The treatment of pulmonary toxicity following hydrocarbon exposure is primarily supportive. There is scarce literature to guide us on how to manage such patients, mainly case reports from the pediatric literature describing accidental ingestion and hydrocarbon pneumonitis.9 In addition to lung protective strategies during mechanical ventilation for acute lung injury,10 other described treatment modalities include ECMO and the administration of glucocorticoids, antibiotics, and exogenous surfactants.11 Our patient received all of these except for exogenous surfactant. In our case, vv-ECMO was a lifesaving strategy. Given the initial blood gases and clinical deterioration on presentation to our ECMO referral centre, he would not have survived without extracorporeal support.

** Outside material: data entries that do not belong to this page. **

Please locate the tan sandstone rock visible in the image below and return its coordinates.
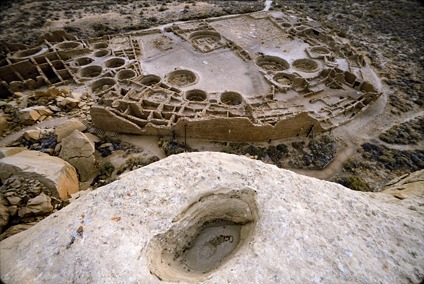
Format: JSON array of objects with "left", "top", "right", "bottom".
[
  {"left": 0, "top": 147, "right": 27, "bottom": 159},
  {"left": 0, "top": 152, "right": 424, "bottom": 284},
  {"left": 0, "top": 114, "right": 9, "bottom": 135},
  {"left": 55, "top": 118, "right": 87, "bottom": 142},
  {"left": 0, "top": 150, "right": 79, "bottom": 200},
  {"left": 18, "top": 192, "right": 53, "bottom": 218},
  {"left": 59, "top": 130, "right": 96, "bottom": 182},
  {"left": 19, "top": 106, "right": 53, "bottom": 124}
]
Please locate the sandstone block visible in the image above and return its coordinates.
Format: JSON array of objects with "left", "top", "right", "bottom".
[
  {"left": 0, "top": 152, "right": 424, "bottom": 283},
  {"left": 59, "top": 130, "right": 96, "bottom": 181},
  {"left": 55, "top": 118, "right": 87, "bottom": 142},
  {"left": 0, "top": 150, "right": 79, "bottom": 200},
  {"left": 0, "top": 147, "right": 27, "bottom": 159}
]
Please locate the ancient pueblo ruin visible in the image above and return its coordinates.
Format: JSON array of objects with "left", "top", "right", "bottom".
[{"left": 0, "top": 11, "right": 380, "bottom": 141}]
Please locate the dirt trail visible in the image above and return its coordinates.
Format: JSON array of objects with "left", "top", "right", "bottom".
[{"left": 289, "top": 91, "right": 387, "bottom": 180}]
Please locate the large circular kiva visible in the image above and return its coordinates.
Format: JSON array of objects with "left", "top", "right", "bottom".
[
  {"left": 185, "top": 89, "right": 208, "bottom": 102},
  {"left": 147, "top": 90, "right": 168, "bottom": 102},
  {"left": 189, "top": 31, "right": 221, "bottom": 42},
  {"left": 91, "top": 78, "right": 116, "bottom": 94},
  {"left": 74, "top": 57, "right": 94, "bottom": 66},
  {"left": 273, "top": 73, "right": 293, "bottom": 86},
  {"left": 256, "top": 55, "right": 290, "bottom": 72},
  {"left": 293, "top": 58, "right": 318, "bottom": 73},
  {"left": 166, "top": 69, "right": 197, "bottom": 87},
  {"left": 140, "top": 74, "right": 160, "bottom": 86},
  {"left": 116, "top": 69, "right": 137, "bottom": 80},
  {"left": 93, "top": 49, "right": 110, "bottom": 57},
  {"left": 105, "top": 57, "right": 125, "bottom": 68},
  {"left": 78, "top": 65, "right": 103, "bottom": 78},
  {"left": 221, "top": 92, "right": 243, "bottom": 106}
]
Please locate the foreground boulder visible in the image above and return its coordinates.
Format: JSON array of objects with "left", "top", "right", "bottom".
[
  {"left": 0, "top": 150, "right": 79, "bottom": 200},
  {"left": 0, "top": 152, "right": 424, "bottom": 283}
]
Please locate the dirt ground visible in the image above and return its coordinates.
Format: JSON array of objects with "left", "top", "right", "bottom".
[{"left": 0, "top": 0, "right": 424, "bottom": 190}]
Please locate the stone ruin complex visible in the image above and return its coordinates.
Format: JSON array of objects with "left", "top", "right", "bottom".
[{"left": 0, "top": 12, "right": 381, "bottom": 141}]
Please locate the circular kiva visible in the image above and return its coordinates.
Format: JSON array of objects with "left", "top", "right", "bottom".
[
  {"left": 221, "top": 92, "right": 243, "bottom": 106},
  {"left": 78, "top": 65, "right": 103, "bottom": 78},
  {"left": 74, "top": 57, "right": 94, "bottom": 66},
  {"left": 13, "top": 46, "right": 46, "bottom": 59},
  {"left": 91, "top": 78, "right": 116, "bottom": 94},
  {"left": 293, "top": 58, "right": 318, "bottom": 73},
  {"left": 167, "top": 70, "right": 197, "bottom": 87},
  {"left": 105, "top": 57, "right": 125, "bottom": 68},
  {"left": 116, "top": 69, "right": 137, "bottom": 80},
  {"left": 185, "top": 89, "right": 208, "bottom": 102},
  {"left": 93, "top": 42, "right": 109, "bottom": 49},
  {"left": 146, "top": 189, "right": 258, "bottom": 283},
  {"left": 147, "top": 90, "right": 168, "bottom": 102},
  {"left": 189, "top": 31, "right": 221, "bottom": 42},
  {"left": 140, "top": 74, "right": 160, "bottom": 86},
  {"left": 311, "top": 46, "right": 330, "bottom": 54},
  {"left": 93, "top": 49, "right": 110, "bottom": 57},
  {"left": 55, "top": 41, "right": 82, "bottom": 50},
  {"left": 273, "top": 73, "right": 293, "bottom": 86},
  {"left": 256, "top": 55, "right": 290, "bottom": 72}
]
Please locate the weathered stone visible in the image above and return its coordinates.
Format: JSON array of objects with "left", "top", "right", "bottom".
[
  {"left": 49, "top": 105, "right": 61, "bottom": 112},
  {"left": 59, "top": 130, "right": 96, "bottom": 182},
  {"left": 18, "top": 192, "right": 53, "bottom": 218},
  {"left": 0, "top": 150, "right": 79, "bottom": 200},
  {"left": 0, "top": 222, "right": 37, "bottom": 241},
  {"left": 55, "top": 119, "right": 87, "bottom": 142},
  {"left": 0, "top": 193, "right": 10, "bottom": 232},
  {"left": 6, "top": 196, "right": 22, "bottom": 205},
  {"left": 57, "top": 98, "right": 80, "bottom": 108},
  {"left": 19, "top": 106, "right": 53, "bottom": 124},
  {"left": 0, "top": 115, "right": 9, "bottom": 135},
  {"left": 0, "top": 147, "right": 27, "bottom": 159},
  {"left": 0, "top": 152, "right": 424, "bottom": 283},
  {"left": 24, "top": 129, "right": 41, "bottom": 141}
]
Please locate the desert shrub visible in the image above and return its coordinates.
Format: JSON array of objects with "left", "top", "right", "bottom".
[
  {"left": 361, "top": 143, "right": 424, "bottom": 172},
  {"left": 378, "top": 117, "right": 424, "bottom": 145},
  {"left": 99, "top": 162, "right": 115, "bottom": 180}
]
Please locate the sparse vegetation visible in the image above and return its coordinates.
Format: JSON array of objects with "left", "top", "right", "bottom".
[
  {"left": 336, "top": 176, "right": 371, "bottom": 191},
  {"left": 378, "top": 117, "right": 424, "bottom": 145}
]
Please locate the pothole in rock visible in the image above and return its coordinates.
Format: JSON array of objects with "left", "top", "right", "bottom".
[
  {"left": 140, "top": 74, "right": 160, "bottom": 86},
  {"left": 147, "top": 188, "right": 258, "bottom": 282},
  {"left": 167, "top": 70, "right": 197, "bottom": 87},
  {"left": 293, "top": 58, "right": 318, "bottom": 73}
]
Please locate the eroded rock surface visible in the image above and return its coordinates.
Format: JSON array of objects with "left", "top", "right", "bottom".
[
  {"left": 0, "top": 152, "right": 424, "bottom": 283},
  {"left": 59, "top": 130, "right": 96, "bottom": 181},
  {"left": 0, "top": 150, "right": 79, "bottom": 200}
]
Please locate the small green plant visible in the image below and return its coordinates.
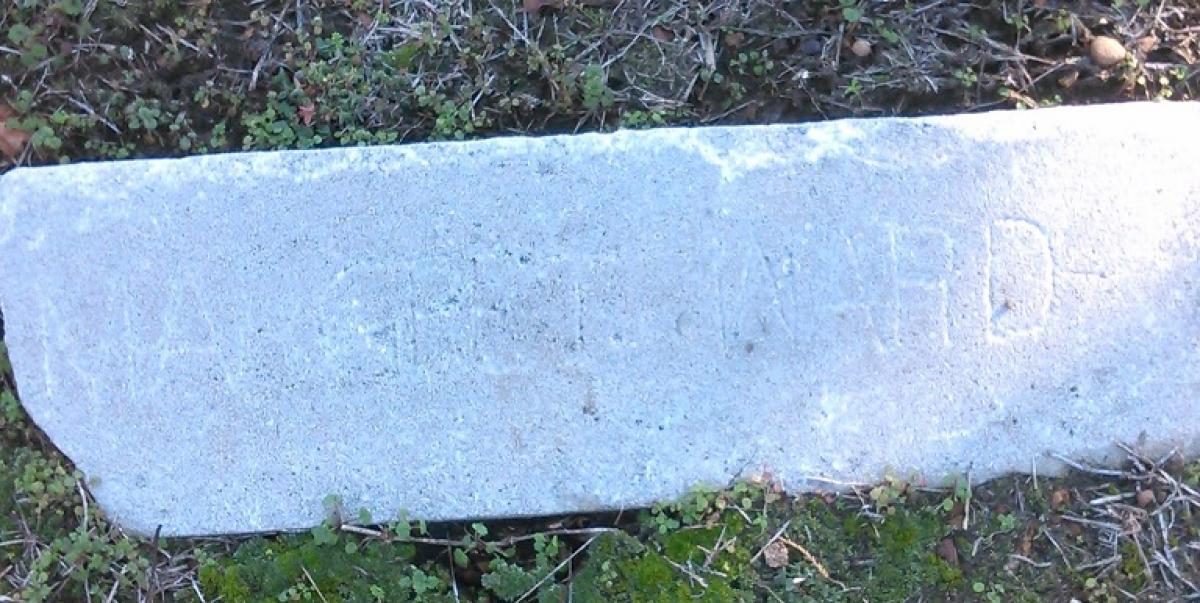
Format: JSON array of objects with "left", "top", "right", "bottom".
[{"left": 581, "top": 65, "right": 616, "bottom": 112}]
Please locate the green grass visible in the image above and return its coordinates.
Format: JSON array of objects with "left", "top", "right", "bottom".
[
  {"left": 0, "top": 0, "right": 1200, "bottom": 603},
  {"left": 0, "top": 0, "right": 1200, "bottom": 169}
]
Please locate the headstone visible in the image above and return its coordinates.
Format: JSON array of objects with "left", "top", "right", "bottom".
[{"left": 0, "top": 103, "right": 1200, "bottom": 536}]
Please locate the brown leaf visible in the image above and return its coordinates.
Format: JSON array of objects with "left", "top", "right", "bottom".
[
  {"left": 937, "top": 538, "right": 959, "bottom": 567},
  {"left": 1050, "top": 488, "right": 1070, "bottom": 511},
  {"left": 0, "top": 103, "right": 29, "bottom": 159},
  {"left": 762, "top": 541, "right": 787, "bottom": 569}
]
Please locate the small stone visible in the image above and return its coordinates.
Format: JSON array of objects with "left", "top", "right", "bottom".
[{"left": 1087, "top": 36, "right": 1127, "bottom": 67}]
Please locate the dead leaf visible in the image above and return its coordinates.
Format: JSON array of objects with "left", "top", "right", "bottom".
[
  {"left": 762, "top": 541, "right": 787, "bottom": 569},
  {"left": 937, "top": 538, "right": 959, "bottom": 567},
  {"left": 296, "top": 102, "right": 317, "bottom": 126},
  {"left": 0, "top": 103, "right": 29, "bottom": 159}
]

The toxicological exposure leading to rapid progressive respiratory failure in an otherwise healthy man provided a good indication for ECMO to recover lung function. While exogenous surfactant use has been well-studied in both adult and pediatric patients with acute lung injuries, its therapeutic benefit in the adult population has unfortunately not been shown.12 Supportive management such as lung protective ventilator strategies along with frequent bronchoscopy for bronchial toileting allowed for enough time for lung recovery.

In summary, we report the first case of pulmonary toxicity from recreational inhalation of Freon, leading to severe and refractory hypoxemic respiratory failure requiring salvage vv-ECMO and high doses of corticosteroids to attain full recovery.